The thirty-five young adults of the Right to Marry campaign have gathered in Albany after driving up from New York City in staggered caravans. As one can expect with the convening of that many people in one city from across the country, some arrived early and some arrived late. Some finally put their heads to a pillow at 5 o’clock in the morning.
Today we started our training. In these three days, we need to cover a wealth of information before we hit the road on Tuesday, from talking points to group building to grounding ourselves within nonviolence. I have been with Soulforce for over two years, but I always benefit from relearning and re-examining my integrity and cultivation of the principles of nonviolence.
On the Right to Marry campaign, there is a stronger political component than previous young adult campaigns. So my question is how I reconcile that nonviolence calls me to be patient, to detach myself from immediate expectations, and to see our conversations as a process on a long continuum rather than a point-counterpoint style of debate in which each side tries to win points. In theories of nonviolence, we talk often of ‘the third way,’ meaning that a reconciliatory solution is not one-sided victory but forming a new community around a new vision of how life can be. Not your way, not my way, but our way. I feel I am going to learn ‘the third way’ for many of the tasks on this campaign.

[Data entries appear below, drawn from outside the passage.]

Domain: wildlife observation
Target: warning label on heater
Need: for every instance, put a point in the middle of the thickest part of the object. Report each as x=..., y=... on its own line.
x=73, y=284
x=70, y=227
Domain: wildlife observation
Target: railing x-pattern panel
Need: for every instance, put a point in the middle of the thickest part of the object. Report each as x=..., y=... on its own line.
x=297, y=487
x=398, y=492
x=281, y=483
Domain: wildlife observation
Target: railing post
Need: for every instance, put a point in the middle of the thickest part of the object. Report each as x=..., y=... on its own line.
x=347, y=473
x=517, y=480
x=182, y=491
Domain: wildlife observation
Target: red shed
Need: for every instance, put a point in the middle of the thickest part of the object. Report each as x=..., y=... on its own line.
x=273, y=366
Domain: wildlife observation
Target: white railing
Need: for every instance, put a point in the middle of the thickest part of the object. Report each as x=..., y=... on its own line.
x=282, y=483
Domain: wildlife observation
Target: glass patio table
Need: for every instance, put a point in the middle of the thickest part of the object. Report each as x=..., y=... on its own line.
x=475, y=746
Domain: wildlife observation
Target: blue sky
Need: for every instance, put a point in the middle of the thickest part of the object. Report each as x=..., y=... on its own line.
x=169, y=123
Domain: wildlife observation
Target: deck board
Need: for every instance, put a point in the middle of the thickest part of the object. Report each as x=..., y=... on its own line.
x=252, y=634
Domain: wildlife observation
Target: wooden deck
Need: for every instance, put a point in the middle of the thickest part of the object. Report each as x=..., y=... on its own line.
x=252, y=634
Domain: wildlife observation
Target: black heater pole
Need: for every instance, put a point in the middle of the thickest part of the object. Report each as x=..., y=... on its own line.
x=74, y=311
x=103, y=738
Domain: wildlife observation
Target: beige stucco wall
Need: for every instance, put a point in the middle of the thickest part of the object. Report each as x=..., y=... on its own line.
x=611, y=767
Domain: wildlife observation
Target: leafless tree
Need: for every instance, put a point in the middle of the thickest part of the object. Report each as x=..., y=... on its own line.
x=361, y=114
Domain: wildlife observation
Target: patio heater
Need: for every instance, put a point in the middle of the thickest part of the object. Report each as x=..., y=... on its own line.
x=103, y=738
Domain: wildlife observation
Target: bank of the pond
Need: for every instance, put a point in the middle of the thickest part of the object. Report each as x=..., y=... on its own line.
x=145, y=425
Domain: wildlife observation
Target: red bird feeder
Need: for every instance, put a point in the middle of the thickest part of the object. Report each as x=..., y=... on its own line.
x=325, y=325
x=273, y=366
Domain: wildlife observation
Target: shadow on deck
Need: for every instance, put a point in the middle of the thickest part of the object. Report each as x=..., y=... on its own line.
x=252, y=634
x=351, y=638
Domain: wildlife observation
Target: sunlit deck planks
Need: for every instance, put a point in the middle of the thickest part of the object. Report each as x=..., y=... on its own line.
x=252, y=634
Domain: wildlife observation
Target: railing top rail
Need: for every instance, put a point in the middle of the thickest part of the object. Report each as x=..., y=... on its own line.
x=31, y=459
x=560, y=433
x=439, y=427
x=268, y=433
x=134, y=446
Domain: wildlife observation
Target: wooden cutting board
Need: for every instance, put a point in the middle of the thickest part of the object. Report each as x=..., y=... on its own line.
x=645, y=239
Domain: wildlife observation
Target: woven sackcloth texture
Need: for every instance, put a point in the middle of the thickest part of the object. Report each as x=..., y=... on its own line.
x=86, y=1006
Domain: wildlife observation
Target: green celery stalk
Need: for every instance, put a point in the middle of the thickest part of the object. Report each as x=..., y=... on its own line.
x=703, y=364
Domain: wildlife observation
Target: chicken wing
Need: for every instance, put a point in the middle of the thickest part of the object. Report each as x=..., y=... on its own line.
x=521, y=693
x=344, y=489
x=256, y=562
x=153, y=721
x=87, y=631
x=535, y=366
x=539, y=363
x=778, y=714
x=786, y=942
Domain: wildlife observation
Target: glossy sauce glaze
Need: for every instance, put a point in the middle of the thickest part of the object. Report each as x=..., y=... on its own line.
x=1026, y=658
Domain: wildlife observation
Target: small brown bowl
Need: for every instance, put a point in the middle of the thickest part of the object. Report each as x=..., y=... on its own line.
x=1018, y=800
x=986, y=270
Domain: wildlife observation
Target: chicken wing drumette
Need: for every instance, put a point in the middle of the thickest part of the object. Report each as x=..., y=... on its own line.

Tonight I am polishing the documents we are printing for use out on the road. Right now I am tweaking the format of bookmark that explains the Right to Marry campaign and has quick reference to key facts that support marriage equality. The usefulness of it may extend the presence of Soulforce Q and the eight or so young adults who stopped off in, say, Binghamton, New York for a day to share their stories and affirm the need for equality.